Singer hit rock bottom when husband died at Everest

When musician Sushma Soma learnt of her husband’s death last May, the shock plunged her into devastating depths, to the extent that for a few months the professional Carnatic singer struggled to speak, let alone sing.

She still recalls the events of May 19, 2023, when she received a text message from her husband Shrinivas Sainis Dattatraya – via satellite phone – saying that he had summited Mount Everest. In the text, the 39-year-old said he was unlikely to make it down after contracting high-altitude cerebral oedema, a severe type of high-altitude illness that could prove fatal.

Despite a harrowing search-and-rescue mission that lasted a week, Mr Shrinivas was never found and Ms Sushma was forced to confront the inevitable – that she would not see her loving husband of nine years ever again.

To compound her sorrow, their pet dog Latte fell ill on the day he went missing, and died three weeks later from Stage 3 cancer at the age of 12. 

While Ms Sushma saw it as a “profoundly beautiful” testament to “how intertwined their lives were”, the double loss left an unfillable void in her home and heart. 

“The grief took its toll on my vocal cords, causing a voice condition known as muscle tension dysphonia, and I had to undergo voice therapy,” she told Tabla.

As the months went by and she recovered her voice, Ms Sushma turned to music as an outlet for her pent-up grief, and produced an album – titled The Mountain Has The Last Say – a moving tribute to her late husband. 

The idea for the album struck her as she was preparing for various shows in India last year. 

“Given my state of mind, I felt uncomfortable, like I was lying to myself. How could I sing in this grief?
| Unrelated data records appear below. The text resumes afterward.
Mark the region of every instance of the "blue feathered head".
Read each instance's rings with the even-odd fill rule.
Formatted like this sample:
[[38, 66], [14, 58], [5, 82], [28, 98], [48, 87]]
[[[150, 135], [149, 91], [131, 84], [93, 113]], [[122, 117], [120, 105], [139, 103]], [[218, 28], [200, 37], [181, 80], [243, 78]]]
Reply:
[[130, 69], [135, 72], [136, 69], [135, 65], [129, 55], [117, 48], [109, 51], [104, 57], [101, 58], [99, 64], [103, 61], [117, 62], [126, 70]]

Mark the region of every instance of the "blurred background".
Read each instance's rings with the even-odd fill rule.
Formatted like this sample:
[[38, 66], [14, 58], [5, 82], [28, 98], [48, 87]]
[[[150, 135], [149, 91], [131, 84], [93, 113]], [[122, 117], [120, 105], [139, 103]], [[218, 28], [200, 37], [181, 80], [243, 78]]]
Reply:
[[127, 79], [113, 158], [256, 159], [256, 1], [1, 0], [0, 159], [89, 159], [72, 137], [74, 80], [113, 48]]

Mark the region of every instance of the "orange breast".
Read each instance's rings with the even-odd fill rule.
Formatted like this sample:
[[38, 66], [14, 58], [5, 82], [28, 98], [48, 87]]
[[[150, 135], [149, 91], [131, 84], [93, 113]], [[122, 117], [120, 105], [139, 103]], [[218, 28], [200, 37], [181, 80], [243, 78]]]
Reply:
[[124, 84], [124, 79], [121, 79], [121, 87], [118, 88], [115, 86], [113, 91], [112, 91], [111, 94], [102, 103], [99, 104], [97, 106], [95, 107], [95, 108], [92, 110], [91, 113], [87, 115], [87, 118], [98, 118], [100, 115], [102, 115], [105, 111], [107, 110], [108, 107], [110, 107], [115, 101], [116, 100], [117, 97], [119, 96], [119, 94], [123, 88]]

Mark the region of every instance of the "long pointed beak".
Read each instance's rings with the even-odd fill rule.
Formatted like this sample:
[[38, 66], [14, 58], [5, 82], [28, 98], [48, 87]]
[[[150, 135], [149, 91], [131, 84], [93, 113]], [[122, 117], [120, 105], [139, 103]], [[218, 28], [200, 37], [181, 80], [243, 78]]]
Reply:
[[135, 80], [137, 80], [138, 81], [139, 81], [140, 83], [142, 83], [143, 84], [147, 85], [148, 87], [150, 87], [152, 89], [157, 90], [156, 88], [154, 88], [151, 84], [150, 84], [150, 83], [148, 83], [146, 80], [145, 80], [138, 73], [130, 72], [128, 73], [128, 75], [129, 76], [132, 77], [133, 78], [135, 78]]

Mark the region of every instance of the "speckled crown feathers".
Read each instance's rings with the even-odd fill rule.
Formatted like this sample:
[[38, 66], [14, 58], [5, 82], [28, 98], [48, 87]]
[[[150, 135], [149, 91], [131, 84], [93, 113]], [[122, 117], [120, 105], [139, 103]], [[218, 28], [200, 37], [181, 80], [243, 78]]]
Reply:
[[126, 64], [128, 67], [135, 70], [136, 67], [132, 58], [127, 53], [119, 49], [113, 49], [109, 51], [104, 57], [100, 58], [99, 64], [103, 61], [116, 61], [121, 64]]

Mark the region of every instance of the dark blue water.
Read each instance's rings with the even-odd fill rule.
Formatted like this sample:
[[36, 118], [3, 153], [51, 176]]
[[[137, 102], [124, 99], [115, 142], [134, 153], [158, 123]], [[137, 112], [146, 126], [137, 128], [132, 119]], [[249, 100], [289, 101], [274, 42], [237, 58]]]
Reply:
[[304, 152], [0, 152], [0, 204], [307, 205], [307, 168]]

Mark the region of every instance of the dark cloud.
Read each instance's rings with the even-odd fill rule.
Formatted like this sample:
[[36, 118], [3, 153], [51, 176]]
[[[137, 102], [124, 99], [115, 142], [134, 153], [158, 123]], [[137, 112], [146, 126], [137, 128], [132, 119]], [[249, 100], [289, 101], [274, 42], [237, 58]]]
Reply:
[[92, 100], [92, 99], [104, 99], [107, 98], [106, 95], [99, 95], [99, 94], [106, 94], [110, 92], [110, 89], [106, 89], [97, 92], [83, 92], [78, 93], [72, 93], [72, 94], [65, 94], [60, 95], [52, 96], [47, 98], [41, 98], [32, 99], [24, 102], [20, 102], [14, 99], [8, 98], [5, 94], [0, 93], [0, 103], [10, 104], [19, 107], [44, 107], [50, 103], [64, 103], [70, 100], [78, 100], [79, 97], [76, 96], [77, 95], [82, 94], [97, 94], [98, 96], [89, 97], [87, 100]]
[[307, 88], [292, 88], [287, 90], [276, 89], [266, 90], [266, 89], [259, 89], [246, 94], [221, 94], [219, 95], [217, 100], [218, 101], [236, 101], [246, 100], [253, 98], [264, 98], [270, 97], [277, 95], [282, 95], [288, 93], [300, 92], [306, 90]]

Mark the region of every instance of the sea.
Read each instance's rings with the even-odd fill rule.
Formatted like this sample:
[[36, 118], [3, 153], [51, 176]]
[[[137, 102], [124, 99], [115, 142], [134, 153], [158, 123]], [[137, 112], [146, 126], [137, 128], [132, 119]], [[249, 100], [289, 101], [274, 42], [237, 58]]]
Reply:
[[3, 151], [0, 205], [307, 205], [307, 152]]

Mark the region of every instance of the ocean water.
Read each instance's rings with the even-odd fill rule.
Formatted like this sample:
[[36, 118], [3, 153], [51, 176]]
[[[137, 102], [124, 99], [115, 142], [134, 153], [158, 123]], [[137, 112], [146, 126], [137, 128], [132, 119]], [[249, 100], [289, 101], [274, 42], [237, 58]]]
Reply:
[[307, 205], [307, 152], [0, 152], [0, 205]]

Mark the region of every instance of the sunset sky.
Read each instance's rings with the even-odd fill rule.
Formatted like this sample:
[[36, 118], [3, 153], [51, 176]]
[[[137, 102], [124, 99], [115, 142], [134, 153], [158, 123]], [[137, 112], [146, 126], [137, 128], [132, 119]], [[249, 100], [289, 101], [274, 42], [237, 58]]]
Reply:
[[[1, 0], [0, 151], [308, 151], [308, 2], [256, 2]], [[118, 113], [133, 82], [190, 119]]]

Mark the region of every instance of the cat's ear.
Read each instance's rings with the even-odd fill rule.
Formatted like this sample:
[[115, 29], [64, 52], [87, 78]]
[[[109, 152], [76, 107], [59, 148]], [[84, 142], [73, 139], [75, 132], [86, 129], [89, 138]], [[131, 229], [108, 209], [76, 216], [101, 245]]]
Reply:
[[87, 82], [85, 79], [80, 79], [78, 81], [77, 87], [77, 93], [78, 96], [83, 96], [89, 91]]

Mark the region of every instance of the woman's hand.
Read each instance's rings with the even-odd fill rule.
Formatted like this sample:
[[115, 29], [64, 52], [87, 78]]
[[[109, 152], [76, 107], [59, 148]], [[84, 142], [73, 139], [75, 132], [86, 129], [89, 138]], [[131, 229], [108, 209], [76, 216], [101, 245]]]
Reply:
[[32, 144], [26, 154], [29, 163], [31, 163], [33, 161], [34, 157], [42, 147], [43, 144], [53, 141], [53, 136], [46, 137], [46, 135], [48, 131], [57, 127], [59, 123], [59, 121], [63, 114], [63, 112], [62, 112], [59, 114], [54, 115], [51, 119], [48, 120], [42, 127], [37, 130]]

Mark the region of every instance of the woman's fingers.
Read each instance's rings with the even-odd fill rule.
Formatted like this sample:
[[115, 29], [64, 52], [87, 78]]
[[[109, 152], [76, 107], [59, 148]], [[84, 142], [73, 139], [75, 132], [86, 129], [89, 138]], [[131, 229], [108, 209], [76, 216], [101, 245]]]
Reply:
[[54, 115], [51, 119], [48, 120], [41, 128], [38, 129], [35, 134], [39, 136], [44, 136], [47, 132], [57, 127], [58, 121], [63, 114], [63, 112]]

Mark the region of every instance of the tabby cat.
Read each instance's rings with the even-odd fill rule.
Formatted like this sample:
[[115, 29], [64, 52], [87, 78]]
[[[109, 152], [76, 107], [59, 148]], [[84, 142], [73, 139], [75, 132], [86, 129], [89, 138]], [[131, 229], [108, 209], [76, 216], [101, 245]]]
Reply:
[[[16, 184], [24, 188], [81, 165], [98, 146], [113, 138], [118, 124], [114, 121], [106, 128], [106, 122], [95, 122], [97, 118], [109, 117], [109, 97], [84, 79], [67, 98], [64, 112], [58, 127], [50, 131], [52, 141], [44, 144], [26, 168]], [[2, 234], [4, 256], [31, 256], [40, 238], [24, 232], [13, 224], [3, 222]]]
That was when I realised that my only real way back into music was Shri himself.”

In October, she penned songs based on poems she had written after learning of her husband’s death.  

“I wanted the album to revolve around Shri’s own words – ‘the mountain has the last say’. It was something he always believed in, and it stemmed from the reverence he had for the majestic mountains.”

She turned to her best friend and fellow musician Aditya Prakash and the duo recorded it at studios in Singapore and India over the course of three months until January this year.

“The moment I started work on it, I felt more at peace. By allowing myself to express my grief, it felt like I could move forward and experience other forms of music.

“When it was finished, I wasn’t sure if I wanted to release it to the public because it felt so personal – it was a diary into my mind, a piece of my heart.”

It was in March this year, when Ms Sushma listened to rock singer Nick Cave’s Ghosteen album written in the aftermath of his son’s death and Richard Skelton’s music following the death of his wife, that she found the inspiration to release her songs.

“Without even knowing their stories, I cried when I listened to their songs. How beautiful it is to share the experience with someone without even knowing their story? That’s when it hit me that music is so powerful and that even if one person could resonate with my album, that was all I wanted. 

“I wanted the album to be a blanket of safety, love and catharsis that could help not just me, but also my listeners’ own grief journeys.”

On May 19, exactly a year after Mr Shrinivas summited Mount Everest, she released The Mountain Has The Last Say.